Artículo relacionado

Ante nuestros ojos desfiló con todo lo que la estilista Cristina Rodríguez (¿os suena su nombre?) tuvo a bien ponerle encima, y quedó entre las finalistas del concurso.

Parecía que la fama de Alba se diluía cuando de repente, en 2010, apareció de la mano del piloto de motociclismo más popular, Fonsi Nieto.

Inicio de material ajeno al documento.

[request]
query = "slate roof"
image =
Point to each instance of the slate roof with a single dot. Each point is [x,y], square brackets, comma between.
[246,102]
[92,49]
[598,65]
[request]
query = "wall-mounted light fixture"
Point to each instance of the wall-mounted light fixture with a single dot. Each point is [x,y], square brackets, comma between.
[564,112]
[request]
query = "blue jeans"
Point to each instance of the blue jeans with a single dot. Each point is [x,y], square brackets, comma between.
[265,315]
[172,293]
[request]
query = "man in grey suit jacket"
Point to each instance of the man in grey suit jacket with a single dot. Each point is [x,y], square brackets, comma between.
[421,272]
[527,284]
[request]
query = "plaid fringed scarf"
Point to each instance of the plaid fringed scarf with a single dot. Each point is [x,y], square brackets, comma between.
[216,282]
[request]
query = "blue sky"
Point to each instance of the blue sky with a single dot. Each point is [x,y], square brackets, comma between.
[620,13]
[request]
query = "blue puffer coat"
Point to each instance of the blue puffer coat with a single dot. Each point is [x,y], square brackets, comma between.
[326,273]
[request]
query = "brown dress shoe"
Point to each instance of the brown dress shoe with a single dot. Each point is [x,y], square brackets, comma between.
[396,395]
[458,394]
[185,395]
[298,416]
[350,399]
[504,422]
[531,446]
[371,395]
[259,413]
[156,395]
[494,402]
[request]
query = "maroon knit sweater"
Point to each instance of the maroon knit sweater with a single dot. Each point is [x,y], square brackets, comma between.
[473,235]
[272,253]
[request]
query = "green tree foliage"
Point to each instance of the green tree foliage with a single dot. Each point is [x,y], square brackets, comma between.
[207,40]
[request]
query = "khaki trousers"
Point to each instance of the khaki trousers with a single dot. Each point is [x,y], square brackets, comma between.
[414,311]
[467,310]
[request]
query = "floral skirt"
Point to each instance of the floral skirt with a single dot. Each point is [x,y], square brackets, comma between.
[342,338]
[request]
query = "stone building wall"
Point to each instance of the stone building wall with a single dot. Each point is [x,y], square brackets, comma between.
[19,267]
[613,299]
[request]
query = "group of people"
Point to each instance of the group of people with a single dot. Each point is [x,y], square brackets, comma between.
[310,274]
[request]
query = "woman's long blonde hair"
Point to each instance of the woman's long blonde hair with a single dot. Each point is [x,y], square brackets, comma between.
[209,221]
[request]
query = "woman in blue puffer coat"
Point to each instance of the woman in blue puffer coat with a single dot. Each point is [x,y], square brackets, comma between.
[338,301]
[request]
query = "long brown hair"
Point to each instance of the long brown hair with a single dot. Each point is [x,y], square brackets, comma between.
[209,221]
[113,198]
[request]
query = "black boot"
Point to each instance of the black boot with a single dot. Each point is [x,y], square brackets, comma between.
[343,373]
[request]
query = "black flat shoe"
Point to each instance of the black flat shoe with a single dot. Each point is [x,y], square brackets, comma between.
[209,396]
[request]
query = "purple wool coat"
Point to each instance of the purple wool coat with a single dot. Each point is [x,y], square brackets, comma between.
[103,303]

Se convertía no solo en su novia oficial tras el divorcio de este y Ariadne Artiles, sino que, además, juntos tendrían un hijo, Lucas, que vino al mundo en octubre del año siguiente.

La pareja rompió en 2012, y a los meses se vio a la madrileña de nuevo emocionada con un nuevo amor. Rubio igual que Fonsi, de ojos claros, deportista… esta vez había llegado a su corazón el tenista Feliciano López que venía de arrastrar decenas de idas y venidas con María José Suárez, y haber revolucionado a otras tantas. Lo suyo fue tan intenso, que Carrillo proclamaba su amor sin reparo alguno, y esperaba ansiosa a que él le hiciera la gran pregunta.

Y así, un 17 de julio, Alba pasó de lucir los vestidos de novia sobre la pasarela para llevarlos (sí, en plural, porque usó nada menos que 3 para el gran día) en su boda. Hasta hoy, que sabemos que su ruptura ha llegado un mes antes de que cumplan el primer año de casados, y descubriendo que el cuento de hadas se les terminó hace unos meses.

Suerte para la próxima, Feliciano y Alba.